„Zlitowałem się i dałem pracę córce kolegi. Pożałowałem dobrego uczynku, bo smarkula prawie puściła mnie z torbami”
„Jednemu powiedziała, że nie stać go na nic, co jest wystawione w sklepie. Drugiego odesłała, a do trzeciego nawet nie podeszła. Powiedziała mu tylko, że nie będzie tracić na niego czasu. A przytoczone przykłady nie były jej najgorszymi odzywkami”.

- listy do redakcji
Nie jestem zwolennikiem załatwiania pracy po znajomości, ale gdy przyszedł do mnie Radek i poprosił, żebym zatrudnił jego córkę, pomogłem mu, choć nie bez wahania. Doskonale wiem, jak to jest pukać do kolejnych drzwi i za każdym razem odchodzić z kwitkiem. Było mi jej szkoda, więc wyciągnąłem do niej rękę. I co spotkało mnie za okazanie serca? Smarkula prawie puściła mnie z torbami. Minie sporo czasu, zanim odbuduję swoją nadszarpniętą reputację.
Wziąłem sprawy w swoje ręce
Rynek pracy nie zna litości. Po studiach przez długi czas nie mogłem znaleźć zatrudnienia. Składałem aplikację za aplikacją. Mimo że miałem solidne wykształcenie, nie mogłem doczekać się żadnej propozycji. Brakowało mi doświadczenia, a nie miałem doświadczenia, bo nikt nie chciał mnie zatrudnić. Tak oto błędne koło się zamykało. Dopiero w wieku 28 lat udało mi się „wskoczyć” na stanowisko młodszego referenta w wydziale planowania przestrzennego. W końcu jednak władza się zmieniła, a urząd przestał być dla mnie przyjaznym miejscem. Z dnia na dzień zostałem zwolniony. Obiecałem sobie, że to był pierwszy i ostatni raz.
Zamiast wysyłać aplikację za aplikacją, postanowiłem wziąć sprawy w swoje ręce. Pożyczyłem pieniądze od bliskich i otworzyłem niewielki salon mody męskiej. Na początku nie było łatwo, ale po jakiś dwóch latach zacząłem wychodzić na swoje. Nie spocząłem na laurach. Inwestowałem dalej i dziś jestem właścicielem czterech sklepów odzieżowych w trzech miastach.

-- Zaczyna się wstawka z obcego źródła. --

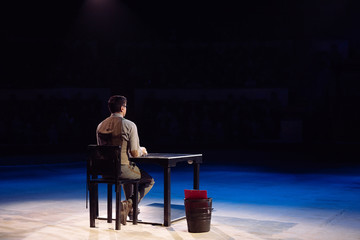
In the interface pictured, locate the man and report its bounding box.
[96,95,155,225]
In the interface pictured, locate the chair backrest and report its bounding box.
[87,145,121,178]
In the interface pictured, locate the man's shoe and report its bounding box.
[120,201,132,225]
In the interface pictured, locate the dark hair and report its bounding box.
[108,95,127,113]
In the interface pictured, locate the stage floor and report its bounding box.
[0,155,360,240]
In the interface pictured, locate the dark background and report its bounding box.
[0,0,360,167]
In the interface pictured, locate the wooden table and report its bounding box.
[129,153,202,226]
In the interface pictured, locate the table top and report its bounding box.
[129,153,202,167]
[131,153,202,159]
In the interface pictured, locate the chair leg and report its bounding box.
[89,183,96,227]
[115,184,121,230]
[107,183,112,223]
[133,182,139,225]
[94,183,99,218]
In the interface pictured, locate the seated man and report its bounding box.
[96,95,155,225]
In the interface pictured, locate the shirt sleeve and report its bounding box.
[124,119,143,156]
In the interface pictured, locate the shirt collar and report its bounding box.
[111,113,124,118]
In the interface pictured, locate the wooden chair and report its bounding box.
[87,145,140,230]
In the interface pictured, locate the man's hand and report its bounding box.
[140,147,148,156]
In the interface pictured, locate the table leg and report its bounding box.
[164,167,171,227]
[194,163,200,190]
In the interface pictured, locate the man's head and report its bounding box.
[108,95,127,116]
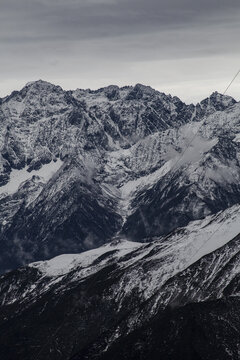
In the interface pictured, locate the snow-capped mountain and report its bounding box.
[0,205,240,360]
[0,81,240,272]
[0,81,240,360]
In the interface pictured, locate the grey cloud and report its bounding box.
[0,0,240,100]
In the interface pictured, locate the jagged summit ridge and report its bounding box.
[0,80,240,270]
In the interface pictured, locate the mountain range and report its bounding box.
[0,80,240,360]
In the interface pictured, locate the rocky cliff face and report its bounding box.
[0,205,240,360]
[0,81,240,271]
[0,81,240,360]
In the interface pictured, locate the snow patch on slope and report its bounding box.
[0,159,63,194]
[28,240,142,277]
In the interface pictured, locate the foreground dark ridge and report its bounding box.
[0,81,240,272]
[0,206,240,360]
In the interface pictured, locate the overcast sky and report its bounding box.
[0,0,240,103]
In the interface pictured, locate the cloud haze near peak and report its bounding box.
[0,0,240,102]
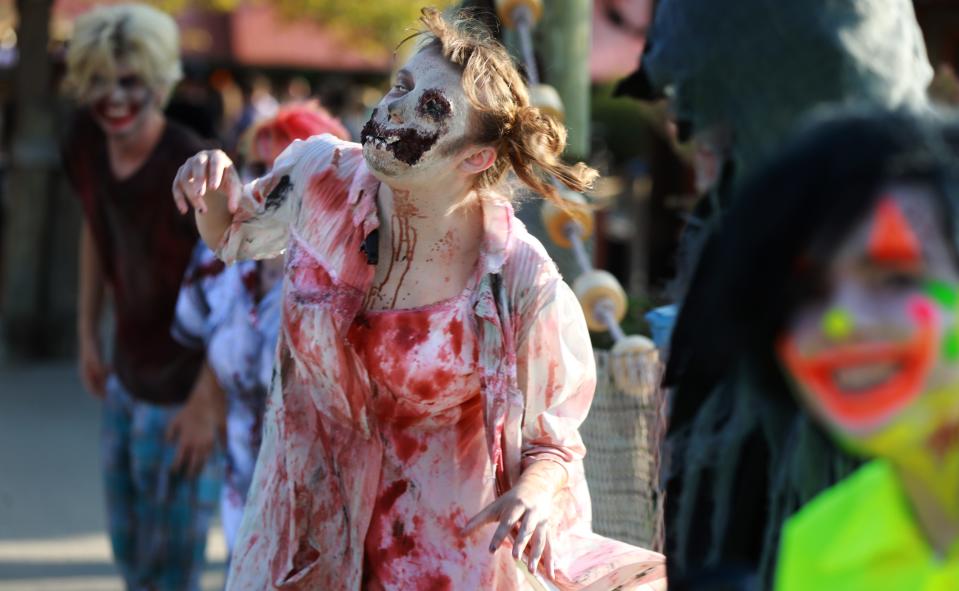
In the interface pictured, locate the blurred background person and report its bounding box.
[173,102,349,552]
[63,4,223,590]
[623,0,932,588]
[674,112,959,591]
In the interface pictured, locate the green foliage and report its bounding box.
[590,84,660,163]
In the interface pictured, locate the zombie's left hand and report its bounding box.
[464,461,567,574]
[166,363,226,478]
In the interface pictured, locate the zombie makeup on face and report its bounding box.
[88,66,154,135]
[360,109,439,166]
[363,191,420,310]
[360,48,469,175]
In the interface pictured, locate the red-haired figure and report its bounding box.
[173,103,348,551]
[174,10,665,591]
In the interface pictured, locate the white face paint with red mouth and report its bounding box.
[85,63,157,137]
[360,47,470,178]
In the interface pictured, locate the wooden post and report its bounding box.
[536,0,593,160]
[0,0,76,357]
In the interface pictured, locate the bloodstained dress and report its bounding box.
[219,135,665,591]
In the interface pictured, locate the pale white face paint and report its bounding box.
[84,62,159,137]
[361,48,470,178]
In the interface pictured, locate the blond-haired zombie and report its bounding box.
[174,10,665,590]
[63,4,223,590]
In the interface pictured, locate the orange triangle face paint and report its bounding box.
[869,197,922,263]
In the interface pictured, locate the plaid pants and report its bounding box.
[102,377,223,591]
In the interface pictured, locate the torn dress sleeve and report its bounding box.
[517,278,596,471]
[216,134,341,263]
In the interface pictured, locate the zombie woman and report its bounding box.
[671,113,959,591]
[174,10,664,590]
[173,103,349,551]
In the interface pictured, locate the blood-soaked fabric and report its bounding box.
[219,135,665,591]
[349,292,528,591]
[63,113,206,404]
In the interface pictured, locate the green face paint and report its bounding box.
[822,308,853,341]
[925,280,959,310]
[942,328,959,362]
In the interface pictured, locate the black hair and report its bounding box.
[665,112,959,418]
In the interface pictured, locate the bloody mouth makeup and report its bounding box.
[360,115,439,166]
[360,47,470,176]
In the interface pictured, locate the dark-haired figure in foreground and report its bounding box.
[174,10,665,591]
[672,113,959,591]
[63,4,223,591]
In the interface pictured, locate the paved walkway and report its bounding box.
[0,363,226,591]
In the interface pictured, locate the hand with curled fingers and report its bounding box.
[173,150,242,214]
[464,461,567,576]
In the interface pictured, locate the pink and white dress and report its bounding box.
[219,135,665,591]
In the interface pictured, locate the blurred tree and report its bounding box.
[2,0,72,356]
[67,0,454,50]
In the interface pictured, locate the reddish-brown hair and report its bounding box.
[415,8,599,207]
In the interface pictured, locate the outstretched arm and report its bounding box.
[77,220,109,398]
[173,150,242,250]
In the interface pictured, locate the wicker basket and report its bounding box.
[580,351,665,551]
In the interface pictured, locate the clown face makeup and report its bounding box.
[85,62,158,137]
[360,47,470,177]
[778,185,959,465]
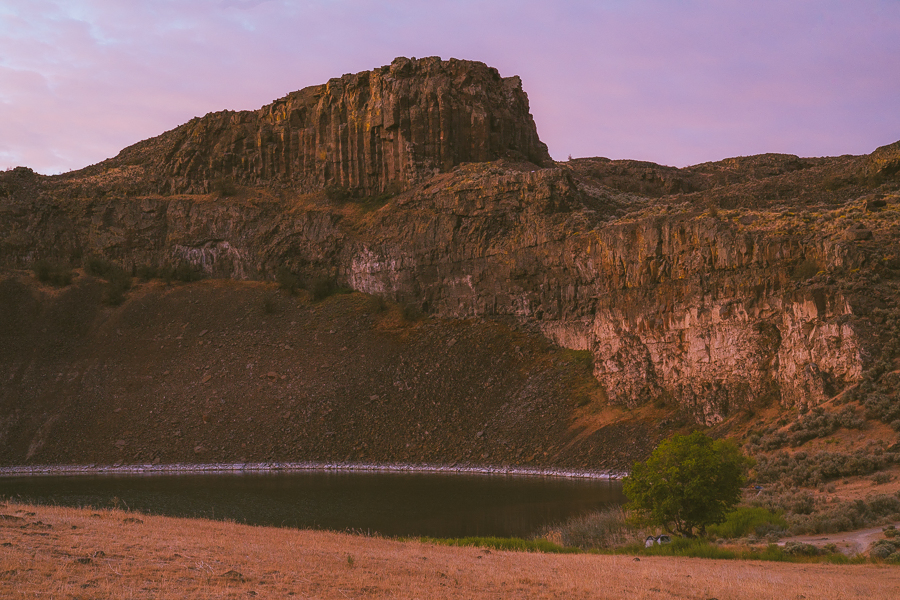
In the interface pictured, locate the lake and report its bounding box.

Zawsze byłem ostrożny w kwestii doboru pracowników. Słyszałem wiele opowieści o tym, jak nieodpowiedzialni smarkacze „położyli” komuś biznes. Nie chciałem, żeby mnie to spotkało. Przyznaję, podczas spotkań rekrutacyjnych byłem dość wybredny, ale moje podejście zaprocentowało. Stworzyłem zgrany zespół, składający się wyłącznie z takich osób, którym mogłem w stu procentach zaufać. Tylko raz zdarzyło mi się zatrudnić kogoś bez zastanowienia. O jeden raz za dużo.
Nie spodziewałem się telefonu od Radka
– Cześć, Jarek. Nie przeszkadzam? – usłyszałem w słuchawce głos mojego kolegi.
– Cześć, Radek. Dawno cię nie słyszałem.
– Wiesz, jak jest. Praca, rodzina, obowiązki... trudno znaleźć chwilę dla siebie, a co dopiero dla kolegów.
– Nie musisz mi mówić. Znam to aż za dobrze.
– Wiem, że jesteś zajęty, ale zastanawiałem się, czy znalazłbyś pół godzinki na kawę? Dziś albo jutro?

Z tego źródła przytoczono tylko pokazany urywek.